Proof of 0/1 knapsack optimal substructure

Question

I'm trying to understand why exactly the 0/1 knapsack problem actually has the optimal substructure property.

Let $E$ be the set of items to consider and $v$ and $w$ the value and weight functions defined over $E$.

Now, suppose that, among all solutions weighing at most $W$, $S \subseteq E$ is the best solution. How can I prove that $S - \{x\}$ is the best solution weighing at most $W - w(x)$, considering the set of possible items as $E - \{x\}$? I tried to suppose that $S' \subseteq E - \{x\}$ is a better solution (that is, $v(S') > v(S - \{x\})$ and $w(S') \leq W - w(x)$), but I get stuck when I try to find a contradiction.

Any help?

Thanks in advance!

Answer 1

Suppose that some $S'\subseteq E-\{x\}$ is a better admissible solution than $S-\{x\}$. Then $S'\not= S$, the value is more, $v(S') > v(S-\{x\})$, and $x\not \in S'$, and $w(S')\leq W-w(x)$, as you indicated.

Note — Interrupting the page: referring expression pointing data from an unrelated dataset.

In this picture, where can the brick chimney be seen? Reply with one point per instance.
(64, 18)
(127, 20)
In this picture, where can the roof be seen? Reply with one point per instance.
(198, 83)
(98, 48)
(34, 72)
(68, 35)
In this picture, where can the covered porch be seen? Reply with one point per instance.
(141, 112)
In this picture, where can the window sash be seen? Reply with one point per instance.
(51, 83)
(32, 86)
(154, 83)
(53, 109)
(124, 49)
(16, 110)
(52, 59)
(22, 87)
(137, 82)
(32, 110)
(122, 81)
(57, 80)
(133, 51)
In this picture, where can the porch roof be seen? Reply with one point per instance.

Now add $x$ to $S'$ to obtain $S''=S'\cup \{x\}$. What will be the value and weight of this new subset? And how does it compare to the value and weight of $S$? Let's write it out:

$w(S'') = w(S')+w(x) \leq (W-w(x))+w(x) = W$ so $S''$ weighs less than $W$, so $S''$ is an admissible solution, so it makes sense to compare their values.

$v(S'') = v(S') + v(x)$. By assumption, $v(S')>v(S-\{x\})$, so, adding $v(x)$ to both sides of this last equation, $v(S')+v(x)>v(S-\{x\})+v(x) = v(S)$. Hence $v(S'')>v(S)$. But this is a contradiction, because $S''$ is supposedly a better admissible solution while you had presumed that $S$ was the best admissible solution. $\square$

By admissible I mean that the knapsack weighs less than the maximum weight.